Injury codes on loss run reports identify the nature and severity of the injury, the cause of the injury and the body part injured. All of this is critical information for developing, monitoring and strengthening an injury management program. It enables employers to identify trends and high risks of a particular cause of injury, prepare prevention strategies and evaluate the effectiveness of intervention programs. Employers can focus on the activities within the company that create the greatest cost. Other pertinent data can include the departments, locations or states where injuries have occurred.

Determining what should be monitored and how often is also key. At a minimum, loss runs should be reviewed quarterly. However, to keep an injury management program on course, a simple monthly measurement of the average cost of claims – total incurred costs divided by total claims – can be a guide. The total incurred cost is the sum of payments plus outstanding liabilities (or what is yet to be spent). Small incremental changes indicate the program is working well and spikes are a red flag that warrant more analysis.
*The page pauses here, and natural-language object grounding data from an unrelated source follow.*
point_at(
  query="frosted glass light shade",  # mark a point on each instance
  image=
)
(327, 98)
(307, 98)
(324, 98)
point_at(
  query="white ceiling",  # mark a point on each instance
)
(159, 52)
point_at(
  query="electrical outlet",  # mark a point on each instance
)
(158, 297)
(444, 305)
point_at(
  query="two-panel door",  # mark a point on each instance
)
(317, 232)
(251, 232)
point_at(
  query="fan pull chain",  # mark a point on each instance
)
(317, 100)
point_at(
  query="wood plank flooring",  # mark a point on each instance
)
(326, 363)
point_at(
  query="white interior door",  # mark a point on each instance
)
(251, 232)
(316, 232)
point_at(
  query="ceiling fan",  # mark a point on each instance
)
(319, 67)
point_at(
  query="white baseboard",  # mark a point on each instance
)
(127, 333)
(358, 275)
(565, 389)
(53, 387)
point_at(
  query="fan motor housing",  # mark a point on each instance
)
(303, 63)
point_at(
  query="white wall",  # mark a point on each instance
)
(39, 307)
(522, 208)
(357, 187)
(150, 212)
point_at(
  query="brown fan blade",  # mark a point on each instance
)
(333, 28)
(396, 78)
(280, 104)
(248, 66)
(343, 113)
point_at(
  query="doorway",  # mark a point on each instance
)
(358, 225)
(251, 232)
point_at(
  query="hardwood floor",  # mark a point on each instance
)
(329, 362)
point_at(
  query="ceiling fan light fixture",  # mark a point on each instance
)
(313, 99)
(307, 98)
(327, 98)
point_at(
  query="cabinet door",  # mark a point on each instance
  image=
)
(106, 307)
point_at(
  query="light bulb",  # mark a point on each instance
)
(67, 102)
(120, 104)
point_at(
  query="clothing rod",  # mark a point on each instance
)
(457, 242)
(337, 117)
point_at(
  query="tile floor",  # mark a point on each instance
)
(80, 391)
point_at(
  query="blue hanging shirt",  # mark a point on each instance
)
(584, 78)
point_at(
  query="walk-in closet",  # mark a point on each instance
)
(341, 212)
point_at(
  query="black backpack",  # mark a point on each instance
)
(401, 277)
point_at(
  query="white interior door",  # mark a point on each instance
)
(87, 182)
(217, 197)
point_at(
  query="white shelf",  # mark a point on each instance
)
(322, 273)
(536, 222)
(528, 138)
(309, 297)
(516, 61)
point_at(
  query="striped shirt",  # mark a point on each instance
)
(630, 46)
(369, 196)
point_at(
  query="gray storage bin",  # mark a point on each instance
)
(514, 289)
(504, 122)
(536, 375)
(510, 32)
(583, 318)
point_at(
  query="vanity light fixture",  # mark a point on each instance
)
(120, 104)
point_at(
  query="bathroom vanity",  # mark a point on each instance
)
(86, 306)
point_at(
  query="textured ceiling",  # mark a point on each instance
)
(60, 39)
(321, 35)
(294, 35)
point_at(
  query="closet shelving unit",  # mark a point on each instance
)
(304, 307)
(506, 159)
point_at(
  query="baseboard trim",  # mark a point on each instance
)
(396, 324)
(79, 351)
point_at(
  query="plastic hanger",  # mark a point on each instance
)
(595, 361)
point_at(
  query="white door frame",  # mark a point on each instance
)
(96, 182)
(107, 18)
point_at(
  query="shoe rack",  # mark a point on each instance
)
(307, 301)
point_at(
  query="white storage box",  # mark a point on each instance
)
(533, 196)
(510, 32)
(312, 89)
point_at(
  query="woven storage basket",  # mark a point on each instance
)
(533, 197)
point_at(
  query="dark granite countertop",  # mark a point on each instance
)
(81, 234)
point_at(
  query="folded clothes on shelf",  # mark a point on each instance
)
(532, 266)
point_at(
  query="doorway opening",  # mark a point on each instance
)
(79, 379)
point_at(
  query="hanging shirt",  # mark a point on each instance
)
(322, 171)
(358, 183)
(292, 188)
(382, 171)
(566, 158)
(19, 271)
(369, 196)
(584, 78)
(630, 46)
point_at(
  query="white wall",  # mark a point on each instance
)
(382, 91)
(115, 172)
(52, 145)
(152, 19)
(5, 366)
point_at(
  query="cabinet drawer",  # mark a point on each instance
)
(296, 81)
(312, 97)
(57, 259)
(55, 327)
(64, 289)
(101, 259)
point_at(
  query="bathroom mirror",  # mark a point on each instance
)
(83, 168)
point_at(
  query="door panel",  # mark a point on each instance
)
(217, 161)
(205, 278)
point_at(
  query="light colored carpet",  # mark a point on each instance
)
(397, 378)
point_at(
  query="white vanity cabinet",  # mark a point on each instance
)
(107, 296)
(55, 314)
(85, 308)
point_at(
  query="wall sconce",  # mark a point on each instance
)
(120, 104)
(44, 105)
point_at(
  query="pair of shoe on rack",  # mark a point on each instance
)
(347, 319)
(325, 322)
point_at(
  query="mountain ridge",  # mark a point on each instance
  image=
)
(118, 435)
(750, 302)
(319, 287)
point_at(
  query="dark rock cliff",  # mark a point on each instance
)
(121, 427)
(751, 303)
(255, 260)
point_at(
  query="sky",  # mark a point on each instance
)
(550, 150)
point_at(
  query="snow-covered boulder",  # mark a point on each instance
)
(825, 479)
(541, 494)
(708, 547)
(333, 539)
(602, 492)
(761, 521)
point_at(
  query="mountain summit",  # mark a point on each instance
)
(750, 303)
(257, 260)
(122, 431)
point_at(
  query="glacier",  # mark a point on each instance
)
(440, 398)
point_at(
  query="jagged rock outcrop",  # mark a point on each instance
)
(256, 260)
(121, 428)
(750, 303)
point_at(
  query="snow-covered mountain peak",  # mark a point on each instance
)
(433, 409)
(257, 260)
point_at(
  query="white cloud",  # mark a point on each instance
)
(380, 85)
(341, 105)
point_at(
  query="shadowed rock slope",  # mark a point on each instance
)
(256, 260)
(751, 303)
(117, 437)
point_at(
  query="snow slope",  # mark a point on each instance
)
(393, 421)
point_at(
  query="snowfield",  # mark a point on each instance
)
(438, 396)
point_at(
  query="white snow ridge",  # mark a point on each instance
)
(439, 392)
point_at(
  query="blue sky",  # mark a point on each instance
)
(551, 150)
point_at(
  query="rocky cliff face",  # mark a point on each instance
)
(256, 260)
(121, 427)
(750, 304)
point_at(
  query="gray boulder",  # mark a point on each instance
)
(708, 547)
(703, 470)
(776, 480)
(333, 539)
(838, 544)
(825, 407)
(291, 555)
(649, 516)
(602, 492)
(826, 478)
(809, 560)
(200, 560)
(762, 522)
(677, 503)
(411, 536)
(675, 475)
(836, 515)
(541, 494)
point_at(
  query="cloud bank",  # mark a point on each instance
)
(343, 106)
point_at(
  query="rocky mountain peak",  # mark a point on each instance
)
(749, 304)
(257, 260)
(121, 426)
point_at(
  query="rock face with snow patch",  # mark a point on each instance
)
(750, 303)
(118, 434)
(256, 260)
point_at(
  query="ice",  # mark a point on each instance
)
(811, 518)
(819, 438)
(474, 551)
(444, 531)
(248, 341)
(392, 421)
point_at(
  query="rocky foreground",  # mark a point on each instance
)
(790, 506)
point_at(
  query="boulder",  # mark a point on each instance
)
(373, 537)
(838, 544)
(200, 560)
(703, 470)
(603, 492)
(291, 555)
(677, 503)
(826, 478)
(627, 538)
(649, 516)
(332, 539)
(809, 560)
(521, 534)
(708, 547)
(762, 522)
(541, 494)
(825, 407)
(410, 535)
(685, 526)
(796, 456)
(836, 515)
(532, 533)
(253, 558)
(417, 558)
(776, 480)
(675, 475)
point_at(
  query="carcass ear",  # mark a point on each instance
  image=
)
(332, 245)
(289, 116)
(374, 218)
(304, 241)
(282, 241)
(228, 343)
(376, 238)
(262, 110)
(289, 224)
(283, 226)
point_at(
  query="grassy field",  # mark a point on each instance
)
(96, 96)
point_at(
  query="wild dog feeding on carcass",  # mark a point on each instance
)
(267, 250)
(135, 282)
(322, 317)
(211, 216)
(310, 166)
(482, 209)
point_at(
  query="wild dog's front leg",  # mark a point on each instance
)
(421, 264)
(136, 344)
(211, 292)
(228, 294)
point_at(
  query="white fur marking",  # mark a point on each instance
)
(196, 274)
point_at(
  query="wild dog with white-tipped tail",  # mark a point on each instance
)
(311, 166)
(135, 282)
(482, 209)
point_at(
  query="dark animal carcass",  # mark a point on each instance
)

Understanding the factors that impact Workers’ Compensation costs allows employers to design programs that maintain a healthy balance between cost and quality to keep the employer profitable and better serve injured employees.

Since loss run reports may not always provide this critical data, it becomes the responsibility of the insurance agent or the employer to request information they need from the insurance company or TPA. While a common response may be that loss run reports cannot be modified, alternative reports with the desired information can be requested. After all, it is the employees’ safety and the employers’ bottom line that are at risk.